The ferry corporation reported a $23.1 million deficit in its third quarter of 2011-12, and Stefanson admits there will be cost-efficiency issues on the table over the next couple of years.
“In view of B.C. Ferries’s financial situation, I think having a discussion about it in the public domain is a good thing,” he said. “But we certainly need to look at realistic options. We don’t want to be returning to the major traffic congestion issues at Departure Bay we had every weekend in past summers.”
Louise Yako, president of the B.C. Trucking Association, said she hasn’t heard many complaints regarding the closure of Duke Point.
“It’s not because Duke Point isn’t important to the trucking industry, it’s because people realize it’s a situation that is totally uncontrollable and they have to make adjustments,” she said. “Complaining about it is not going to accomplish anything.”
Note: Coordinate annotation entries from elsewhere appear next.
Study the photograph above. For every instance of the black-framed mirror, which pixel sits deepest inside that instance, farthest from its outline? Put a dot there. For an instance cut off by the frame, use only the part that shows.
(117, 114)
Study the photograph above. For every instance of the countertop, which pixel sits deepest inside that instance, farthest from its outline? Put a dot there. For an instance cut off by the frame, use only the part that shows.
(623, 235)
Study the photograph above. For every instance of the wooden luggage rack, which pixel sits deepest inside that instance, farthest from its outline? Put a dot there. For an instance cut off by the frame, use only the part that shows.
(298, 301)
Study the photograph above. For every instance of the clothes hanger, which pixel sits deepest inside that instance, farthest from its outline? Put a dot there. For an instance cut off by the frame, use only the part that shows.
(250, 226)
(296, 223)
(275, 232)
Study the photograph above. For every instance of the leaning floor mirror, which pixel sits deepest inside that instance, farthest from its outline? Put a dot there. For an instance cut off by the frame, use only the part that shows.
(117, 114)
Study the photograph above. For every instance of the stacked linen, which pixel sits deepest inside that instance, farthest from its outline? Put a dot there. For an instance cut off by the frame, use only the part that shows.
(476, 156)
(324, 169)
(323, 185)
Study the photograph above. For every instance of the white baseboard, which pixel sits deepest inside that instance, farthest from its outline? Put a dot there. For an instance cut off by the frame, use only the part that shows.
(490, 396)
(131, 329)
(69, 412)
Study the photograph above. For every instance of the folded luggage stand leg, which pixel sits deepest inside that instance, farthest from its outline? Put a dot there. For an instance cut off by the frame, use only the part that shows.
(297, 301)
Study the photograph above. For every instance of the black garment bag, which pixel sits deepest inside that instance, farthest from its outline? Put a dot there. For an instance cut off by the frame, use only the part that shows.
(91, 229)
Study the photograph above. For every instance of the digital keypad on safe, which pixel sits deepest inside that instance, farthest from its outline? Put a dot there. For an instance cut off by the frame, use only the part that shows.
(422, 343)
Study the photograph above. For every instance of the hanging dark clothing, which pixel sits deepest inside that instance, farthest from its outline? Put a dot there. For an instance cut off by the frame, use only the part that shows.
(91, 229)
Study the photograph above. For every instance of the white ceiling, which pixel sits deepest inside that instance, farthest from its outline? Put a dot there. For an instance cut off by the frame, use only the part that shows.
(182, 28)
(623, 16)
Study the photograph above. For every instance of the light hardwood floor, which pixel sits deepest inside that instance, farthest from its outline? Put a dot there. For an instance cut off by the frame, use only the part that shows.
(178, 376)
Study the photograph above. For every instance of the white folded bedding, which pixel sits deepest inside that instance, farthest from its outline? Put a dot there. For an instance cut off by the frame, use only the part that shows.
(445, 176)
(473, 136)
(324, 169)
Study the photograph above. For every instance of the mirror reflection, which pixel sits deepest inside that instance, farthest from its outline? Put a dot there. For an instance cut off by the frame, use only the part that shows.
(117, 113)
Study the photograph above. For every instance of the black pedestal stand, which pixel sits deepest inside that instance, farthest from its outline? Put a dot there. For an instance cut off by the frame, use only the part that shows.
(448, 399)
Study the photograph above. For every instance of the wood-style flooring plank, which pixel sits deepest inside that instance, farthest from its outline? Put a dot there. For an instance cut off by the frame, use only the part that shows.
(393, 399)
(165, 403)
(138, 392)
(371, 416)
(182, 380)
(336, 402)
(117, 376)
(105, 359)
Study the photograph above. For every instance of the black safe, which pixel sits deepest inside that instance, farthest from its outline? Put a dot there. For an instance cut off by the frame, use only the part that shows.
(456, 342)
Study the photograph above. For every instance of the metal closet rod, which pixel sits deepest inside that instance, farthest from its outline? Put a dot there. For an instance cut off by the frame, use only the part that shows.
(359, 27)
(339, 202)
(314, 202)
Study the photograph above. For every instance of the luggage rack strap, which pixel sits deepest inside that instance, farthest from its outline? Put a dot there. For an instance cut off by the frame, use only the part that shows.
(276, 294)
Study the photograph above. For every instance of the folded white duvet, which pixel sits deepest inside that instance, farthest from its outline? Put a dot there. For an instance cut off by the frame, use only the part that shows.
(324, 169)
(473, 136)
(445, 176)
If the situation were to continue, including a closure of Duke Point, Yako said the trucking industry would continue to adjust.
“The impetus of developing Duke Point was because of concerns in Nanaimo about the backup of traffic,” she said. “It’s not so much about us in this particular situation, as is what’s good for Nanaimo.”
As for closing Duke Point over the winter season, Stefanson said theoretically anything could be looked at.
“It’s not something we’ve studied at this point,” he said. “This is a good test case that we are able to operate in a short-term way without the use of Duke Point, but it is in the slowest period of the year. There is no question as we get closer to summer the pressure is going to grow from the commercial and passenger vehicles.”